Seiger René, Hammerle Fabian P, Godbersen Godber M, Reed Murray B, Spurny-Dworak Benjamin, Handschuh Patricia, Klöbl Manfred, Unterholzner Jakob, Gryglewski Gregor, Vanicek Thomas, Lanzenberger Rupert
Department of Psychiatry and Psychotherapy, Medical University of Vienna, Vienna, Austria.
Front Neurosci. 2021 Sep 8;15:666000. doi: 10.3389/fnins.2021.666000. eCollection 2021.
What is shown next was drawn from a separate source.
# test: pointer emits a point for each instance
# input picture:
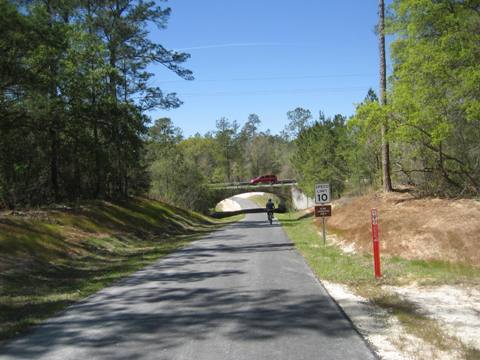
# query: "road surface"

The accurate segmentation of magnetic resonance imaging (MRI) data is a crucial prerequisite for the reliable assessment of disease progression, patient stratification or the establishment of putative imaging biomarkers. This is especially important for the hippocampal formation, a brain area involved in memory formation and often affected by neurodegenerative or psychiatric diseases. FreeSurfer, a widely used automated segmentation software, offers hippocampal subfield delineation with multiple input options. While a single T1-weighted (T1) sequence is regularly used by most studies, it is also possible and advised to use a high-resolution T2-weighted (T2H) sequence or multispectral information. In this investigation it was determined whether there are differences in volume estimations depending on the input images and which combination of these deliver the most reliable results in each hippocampal subfield. 41 healthy participants (age = 25.2 years ± 4.2 SD) underwent two structural MRIs at three Tesla (time between scans: 23 days ± 11 SD) using three different structural MRI sequences, to test five different input configurations (T1, T2, T2H, T1 and T2, and T1 and T2H). We compared the different processing pipelines in a cross-sectional manner and assessed reliability using test-retest variability (%TRV) and the dice coefficient. Our analyses showed pronounced significant differences and large effect sizes between the processing pipelines in several subfields, such as the molecular layer (head), CA1 (head), hippocampal fissure, CA3 (head and body), fimbria and CA4 (head). The longitudinal analysis revealed that T1 and multispectral analysis (T1 and T2H) showed overall higher reliability across all subfields than T2H alone. However, the specific subfields had a substantial influence on the performance of segmentation results, regardless of the processing pipeline. Although T1 showed good test-retest metrics, results must be interpreted with caution, as a standard T1 sequence relies heavily on prior information of the atlas and does not take the actual fine structures of the hippocampus into account. For the most accurate segmentation, we advise the use of multispectral information by using a combination of T1 and high-resolution T2-weighted sequences or a T2 high-resolution sequence alone.
磁共振成像(MRI)数据的准确分割是可靠评估疾病进展、患者分层或建立假定影像生物标志物的关键前提。这对于海马结构尤为重要,海马是参与记忆形成的脑区,常受神经退行性疾病或精神疾病影响。FreeSurfer是一款广泛使用的自动分割软件,提供多种输入选项用于海马亚区描绘。虽然大多数研究通常使用单个T1加权(T1)序列,但使用高分辨率T2加权(T2H)序列或多光谱信息也是可行且被建议的。在本研究中,确定了根据输入图像进行体积估计时是否存在差异,以及这些图像的哪种组合在每个海马亚区能产生最可靠的结果。41名健康参与者(年龄 = 25.2岁±4.2标准差)在3特斯拉磁场下接受了两次结构MRI扫描(扫描间隔时间:23天±11标准差),使用三种不同的结构MRI序列,以测试五种不同的输入配置(T1、T2、T2H、T1和T2以及T1和T2H)。我们以横断面方式比较了不同的处理流程,并使用重测变异性(%TRV)和骰子系数评估可靠性。我们的分析表明,在几个亚区,如分子层(头部)、CA1(头部)、海马裂、CA3(头部和体部)、伞和CA4(头部),处理流程之间存在显著差异和较大效应量。纵向分析显示,T1和多光谱分析(T1和T2H)在所有亚区的总体可靠性高于单独的T2H。然而,无论处理流程如何,特定亚区对分割结果的性能有重大影响。虽然T1显示出良好的重测指标,但结果必须谨慎解读,因为标准T1序列严重依赖图谱的先验信息,未考虑海马的实际精细结构。为了实现最准确的分割,我们建议通过结合T1和高分辨率T2加权序列或单独使用T2高分辨率序列来使用多光谱信息。